Epiphanytide

I am experiencing a series of epiphanies. That is, sudden manifestations of the divine in the ordinary. It’s been happening since the beginning of 2026, during the last of the twelve days of Christmas. As I mentioned in the previous post, I intentionally celebrate the Christmas Season through the Epiphany, the Visitation of the Magi, on January 6. Now that we are officially in what liturgically is called “Epiphanytide,” my attention span dial is set at its highest level, and little glimpses of gold, frankincense, and myrrh peek through the torrent of darkness that bombards our world today.

The first epiphany, here in California, was golden. Amidst the gloom and rain that descended on us right before Christmas and through the New Year, the sun poked brilliantly through the clouds and has shone down like butterscotch ever since. Our usual brown hills turned bright green, and the succulents in my backyard went crazy. While on a contemplative walk on the beach, the dazzling display of sunlight made the water luminous. Everyone from dog walkers to tide fishermen to cellphone starers looked as though they wore halos, bearing a divine presence. A gift, whether they knew it or not. Then a rainbow appeared. Where is the gold? Right inside of us.

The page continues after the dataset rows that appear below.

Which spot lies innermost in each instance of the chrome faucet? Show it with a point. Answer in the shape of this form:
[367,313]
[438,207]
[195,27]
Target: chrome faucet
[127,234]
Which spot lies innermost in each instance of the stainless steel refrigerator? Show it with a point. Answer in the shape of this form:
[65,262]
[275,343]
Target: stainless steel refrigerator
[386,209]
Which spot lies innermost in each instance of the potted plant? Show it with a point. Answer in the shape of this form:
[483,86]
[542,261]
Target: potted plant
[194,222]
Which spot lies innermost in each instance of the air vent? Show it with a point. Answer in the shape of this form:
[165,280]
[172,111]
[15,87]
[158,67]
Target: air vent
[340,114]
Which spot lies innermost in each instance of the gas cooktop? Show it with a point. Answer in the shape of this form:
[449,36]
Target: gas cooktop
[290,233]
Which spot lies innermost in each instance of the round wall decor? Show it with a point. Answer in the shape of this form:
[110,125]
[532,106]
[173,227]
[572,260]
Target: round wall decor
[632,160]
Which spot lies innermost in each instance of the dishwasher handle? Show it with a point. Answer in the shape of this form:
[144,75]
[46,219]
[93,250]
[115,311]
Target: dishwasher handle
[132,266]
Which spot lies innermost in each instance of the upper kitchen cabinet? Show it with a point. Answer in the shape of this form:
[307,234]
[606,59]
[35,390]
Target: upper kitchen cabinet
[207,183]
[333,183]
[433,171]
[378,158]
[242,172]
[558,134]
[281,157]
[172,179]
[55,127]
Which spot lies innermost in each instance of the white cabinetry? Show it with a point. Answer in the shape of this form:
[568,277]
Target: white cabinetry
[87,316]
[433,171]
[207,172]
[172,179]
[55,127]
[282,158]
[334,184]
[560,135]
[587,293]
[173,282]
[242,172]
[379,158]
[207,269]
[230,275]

The second epiphany happened on January 6, the evening of the Epiphany. A group of friends gathered in a host home for the annual Ritual of the Magi, which involves chalking the initials of the legendary Wisemen, along with the date, over the front door. This year, when I lit the charcoal and placed the frankincense in the antique brass burner, an enormous flame sprang up, accompanied by billowing black smoke. Fearing the smoke alarms would go off, I doused it with water and started over again. Soon, the pungent aroma permeated the room and wafted over the chalk, water, and oil. “It smells like church in here,” remarked someone. Indeed. The smoke rose, disappeared, and blessed the household, us, and streamed palpable love from our little group out into the world.

The third epiphany, sad to say, came from my distress over the violence in Minnesota, my home state. Something seems to be forever dying in me as I join in the endless mourning for all innocents killed in the name of peacekeeping. The gift of myrrh, presented to the innocent baby in the manger, was a foreshadowing of his ultimate horrific death by execution. Somehow, this is strangely comforting. The Son of God knows our anguish, our suffering, our need for a dose of reality. In my epiphany awakening, I realized that ultimately, the way we exit this earth does not matter so much as what we do with the time in between–how much we love, how much we try to convey to others that they matter.

I have chosen “forgiveness” as my word for the year 2026, which has already been challenging. What can I say?  After listening for months, forgiveness echoes in my head as the way to reconcile death and life, not only during this Epiphanytide, but for the remainder of time I have left.